D. Civil-Conspiracy Claim
As to the civil-conspiracy claim, the district court granted summary judgment to Defendants because the plaintiffs failed to establish a meeting of the minds between Brandow and Hidden Meadow on one side and the Fruitland members on the other. It stated that the plaintiffs' assertions, "even if evidence could be offered to support them, substantiate nothing more than that the Defendants were in a position where they could have conspired." Aplt. App., pt. II at 537 (Memorandum Decision & Order at 10, Gibbons v. Nat. Real Estate Investors, No. 2:07-cv-0990-CW-SA, 2011 WL 6069236 (D.Utah Dec. 6, 2011)) (em phasis added). In response Gibbons argues:
Indeed if it can be shown that the "Defendants were in a position where they could have conspired" then it is entirely possible that trial testimony could lead a jury to conclude that they did conspire. The conclusion by the trial court to the contrary presumes that no further evidence or testimony could be introduced at trial.

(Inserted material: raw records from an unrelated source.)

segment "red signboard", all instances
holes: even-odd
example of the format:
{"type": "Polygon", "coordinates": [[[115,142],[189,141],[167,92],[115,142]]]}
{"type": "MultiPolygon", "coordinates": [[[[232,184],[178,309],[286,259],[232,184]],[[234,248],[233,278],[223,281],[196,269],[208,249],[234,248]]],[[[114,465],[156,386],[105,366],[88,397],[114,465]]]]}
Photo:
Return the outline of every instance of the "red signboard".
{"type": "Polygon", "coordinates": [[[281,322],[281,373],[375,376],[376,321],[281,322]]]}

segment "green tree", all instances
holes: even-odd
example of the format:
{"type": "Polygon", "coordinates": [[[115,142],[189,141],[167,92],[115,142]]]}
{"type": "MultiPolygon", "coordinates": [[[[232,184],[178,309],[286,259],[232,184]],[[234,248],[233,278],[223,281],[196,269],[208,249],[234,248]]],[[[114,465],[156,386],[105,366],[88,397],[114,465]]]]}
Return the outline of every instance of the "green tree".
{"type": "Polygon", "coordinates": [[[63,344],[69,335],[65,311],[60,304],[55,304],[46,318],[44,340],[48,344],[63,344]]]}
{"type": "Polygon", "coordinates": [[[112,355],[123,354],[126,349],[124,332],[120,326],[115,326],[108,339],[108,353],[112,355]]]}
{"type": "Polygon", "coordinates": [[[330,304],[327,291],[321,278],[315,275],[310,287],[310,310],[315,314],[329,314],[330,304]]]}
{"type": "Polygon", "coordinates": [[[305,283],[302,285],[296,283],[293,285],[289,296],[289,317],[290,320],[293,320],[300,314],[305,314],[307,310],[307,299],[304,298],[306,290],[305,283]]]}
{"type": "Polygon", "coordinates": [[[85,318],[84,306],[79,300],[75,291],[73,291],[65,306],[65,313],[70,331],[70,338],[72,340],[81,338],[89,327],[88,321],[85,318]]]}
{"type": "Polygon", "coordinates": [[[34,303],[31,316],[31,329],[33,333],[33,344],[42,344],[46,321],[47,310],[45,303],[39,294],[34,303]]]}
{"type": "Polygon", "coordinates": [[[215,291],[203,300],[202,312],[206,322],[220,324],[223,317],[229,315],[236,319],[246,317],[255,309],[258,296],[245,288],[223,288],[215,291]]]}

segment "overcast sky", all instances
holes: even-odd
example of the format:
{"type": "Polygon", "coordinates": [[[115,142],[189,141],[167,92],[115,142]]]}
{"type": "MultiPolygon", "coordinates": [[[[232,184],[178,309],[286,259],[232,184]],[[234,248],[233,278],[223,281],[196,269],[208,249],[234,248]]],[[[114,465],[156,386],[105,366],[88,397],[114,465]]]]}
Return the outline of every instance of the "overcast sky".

Aplt. Br at IB. This argument misapprehends Gibbons' burden in opposing Defendants' motion for summary judgment. As the party who would be required to prove the civil-conspiracy claim at trial, Gibbons had to "make a showing sufficient to establish the existence of' each challenged element of that claim at the summary-judgment stage. Celotex Corp. v. Catrett, 477 U.S. 317, 322, 106 S.Ct. 2548, 91 L.Ed.2d 265 (1986). It is not enough to assert that the necessary evidence may be produced at trial.
II. CONCLUSION
We AFFIRM the judgment of the district court on all three claims.
After examining the briefs and appellate record, this panel has determined unanimously that oral argument would not materially assist the determination of this appeal. See Fed. R.App. P. 34(a)(2); 10th Cir. R. 34.1(G). The case is therefore ordered submitted without oral argument. This order and judgment is not binding precedent except under the doctrines of law of the case, res judicata, and collateral estoppel. It may be cited, however, for its persuasive value consistent with Fed. R.App. P. 32.1 and 10th Cir. R. 32.1.
. The district court also entered summary judgment for Defendants on a claim for receipt of stolen property; Gibbons does not challenge that decision on appeal.